Abstract

The visual poetics of Ivan Mykitenko’s story “Vurkagans” (1927) is determined by the archetypal principle of coincidentia oppositorum, the secret of integrity, the paradoxical coexistence or fusion of opposites, the deep motivations of which, according to Mircea Eliade, “testify to nostalgia for a lost Paradise”. The religious scholar considers the intentional escape from the antagonistic tension of profane existence to the fullness of the sacrum as a through-andthrough motif that combines the most ancient world mythologies and folklore with modern works of art. At the same time, he emphasizes the permanence of Indian teaching, in which the reintegrated polarities, which become the guarantee of a higher reality, “absolute freedom, beyond good and evil”, are characteristic of meditative practices, yoga, and initial enlightenment. In the focus of this anthropological formula, the ambivalent meanings of narrative sculptures express the unconscious desire of their creator to rise above opposites.

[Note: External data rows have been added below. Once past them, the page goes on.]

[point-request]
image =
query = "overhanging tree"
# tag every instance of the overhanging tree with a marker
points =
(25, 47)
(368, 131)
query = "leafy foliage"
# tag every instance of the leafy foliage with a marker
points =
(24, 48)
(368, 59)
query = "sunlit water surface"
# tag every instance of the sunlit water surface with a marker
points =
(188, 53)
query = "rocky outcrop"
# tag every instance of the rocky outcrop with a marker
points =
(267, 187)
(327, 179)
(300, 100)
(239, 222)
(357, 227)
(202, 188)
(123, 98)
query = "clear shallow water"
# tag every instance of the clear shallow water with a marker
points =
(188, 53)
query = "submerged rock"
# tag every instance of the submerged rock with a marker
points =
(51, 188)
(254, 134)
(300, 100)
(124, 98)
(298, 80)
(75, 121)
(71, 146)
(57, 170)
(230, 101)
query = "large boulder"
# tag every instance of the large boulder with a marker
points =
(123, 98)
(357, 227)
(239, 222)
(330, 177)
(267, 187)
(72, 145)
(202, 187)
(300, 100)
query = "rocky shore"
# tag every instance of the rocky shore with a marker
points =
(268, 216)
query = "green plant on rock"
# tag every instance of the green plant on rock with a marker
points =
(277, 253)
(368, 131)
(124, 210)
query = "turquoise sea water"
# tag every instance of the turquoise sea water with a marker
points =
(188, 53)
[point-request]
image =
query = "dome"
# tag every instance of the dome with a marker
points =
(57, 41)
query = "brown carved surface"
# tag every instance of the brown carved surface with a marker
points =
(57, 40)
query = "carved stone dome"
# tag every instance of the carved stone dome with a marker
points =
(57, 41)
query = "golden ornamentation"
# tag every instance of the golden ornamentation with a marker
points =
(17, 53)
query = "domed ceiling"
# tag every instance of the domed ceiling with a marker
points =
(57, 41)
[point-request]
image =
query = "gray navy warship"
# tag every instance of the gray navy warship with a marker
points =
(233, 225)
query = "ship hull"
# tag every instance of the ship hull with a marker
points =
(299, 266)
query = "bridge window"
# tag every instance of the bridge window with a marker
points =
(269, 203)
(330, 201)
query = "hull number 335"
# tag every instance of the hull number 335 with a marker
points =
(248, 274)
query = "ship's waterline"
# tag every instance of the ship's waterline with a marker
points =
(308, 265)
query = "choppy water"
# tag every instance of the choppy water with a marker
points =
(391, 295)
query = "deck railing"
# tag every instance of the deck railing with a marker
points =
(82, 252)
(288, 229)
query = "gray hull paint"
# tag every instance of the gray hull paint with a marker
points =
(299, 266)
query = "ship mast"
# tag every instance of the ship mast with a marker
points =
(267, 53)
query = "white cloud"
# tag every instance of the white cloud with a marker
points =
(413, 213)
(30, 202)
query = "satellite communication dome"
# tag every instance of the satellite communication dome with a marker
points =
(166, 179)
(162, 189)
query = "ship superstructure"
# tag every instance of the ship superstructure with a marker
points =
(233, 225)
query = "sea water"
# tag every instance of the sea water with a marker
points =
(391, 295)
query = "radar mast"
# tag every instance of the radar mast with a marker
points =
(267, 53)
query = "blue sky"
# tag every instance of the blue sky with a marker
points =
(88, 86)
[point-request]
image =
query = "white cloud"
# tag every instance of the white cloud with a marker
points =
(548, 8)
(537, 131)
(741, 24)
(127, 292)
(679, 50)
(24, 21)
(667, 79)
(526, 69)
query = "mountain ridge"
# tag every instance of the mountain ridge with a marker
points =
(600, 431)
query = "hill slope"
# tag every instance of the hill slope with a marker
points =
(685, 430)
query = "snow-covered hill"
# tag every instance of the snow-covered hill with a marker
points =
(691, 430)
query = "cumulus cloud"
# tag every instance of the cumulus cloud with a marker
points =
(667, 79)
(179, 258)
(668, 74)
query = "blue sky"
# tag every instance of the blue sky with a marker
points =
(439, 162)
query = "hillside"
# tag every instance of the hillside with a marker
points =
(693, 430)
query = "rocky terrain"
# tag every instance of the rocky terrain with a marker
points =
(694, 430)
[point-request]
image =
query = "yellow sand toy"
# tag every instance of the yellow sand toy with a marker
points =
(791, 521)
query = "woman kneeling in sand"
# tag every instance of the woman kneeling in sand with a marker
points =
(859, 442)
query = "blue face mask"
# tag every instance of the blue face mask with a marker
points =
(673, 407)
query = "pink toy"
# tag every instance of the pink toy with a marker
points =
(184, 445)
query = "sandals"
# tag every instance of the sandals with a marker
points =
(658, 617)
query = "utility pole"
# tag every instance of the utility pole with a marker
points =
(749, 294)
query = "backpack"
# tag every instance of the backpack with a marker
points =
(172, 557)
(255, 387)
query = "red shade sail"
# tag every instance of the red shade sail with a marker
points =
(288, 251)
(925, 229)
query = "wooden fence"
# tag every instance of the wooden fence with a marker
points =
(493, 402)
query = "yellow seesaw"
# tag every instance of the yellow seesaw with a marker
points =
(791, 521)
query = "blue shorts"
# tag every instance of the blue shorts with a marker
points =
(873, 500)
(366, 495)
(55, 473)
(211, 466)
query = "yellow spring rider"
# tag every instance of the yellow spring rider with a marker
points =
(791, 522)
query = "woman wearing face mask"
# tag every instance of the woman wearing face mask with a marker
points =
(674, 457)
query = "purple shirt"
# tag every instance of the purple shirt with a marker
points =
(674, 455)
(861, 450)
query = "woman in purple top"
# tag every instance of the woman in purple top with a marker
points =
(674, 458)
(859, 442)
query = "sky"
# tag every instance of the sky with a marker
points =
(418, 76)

The three key statuettes, made in a boarding school, mental hospital and in a yard booth on Uyutnaya Street, respectively demonstrate the relativity of good and evil (“Mephistopheles”), the shaky line between genius and madness (“Laokoon”) and the grotesque of satiety (“Merchant Valiadi”). Therefore, in the article, the author aims to reveal the dramatic duality of the visualized figures. The visual poetics of the story is structured by Vrubel’s lines and Bosch’s implications. The eerie “fair of madness” set in a mental hospital, which the sculptor Alyosha sees after regaining consciousness, refers to Michel Foucault’s thesis about Hieronymus Bosch’s painting “The Ship of Fools” (1495–1500) as a prototype of the mental hospital. The archetypal principle of coincidentia oppositorum explains the simultaneous belonging of narrative sculptures to this world and the eternal. The symbolic “Mephistopheles”, the allegorical “Laokoon” and the grotesque “Merchant Valiadi”, recording the avant-garde effectiveness of literary and sculptural collaborations, demonstrate the organic connection of national art with European cultural discourse.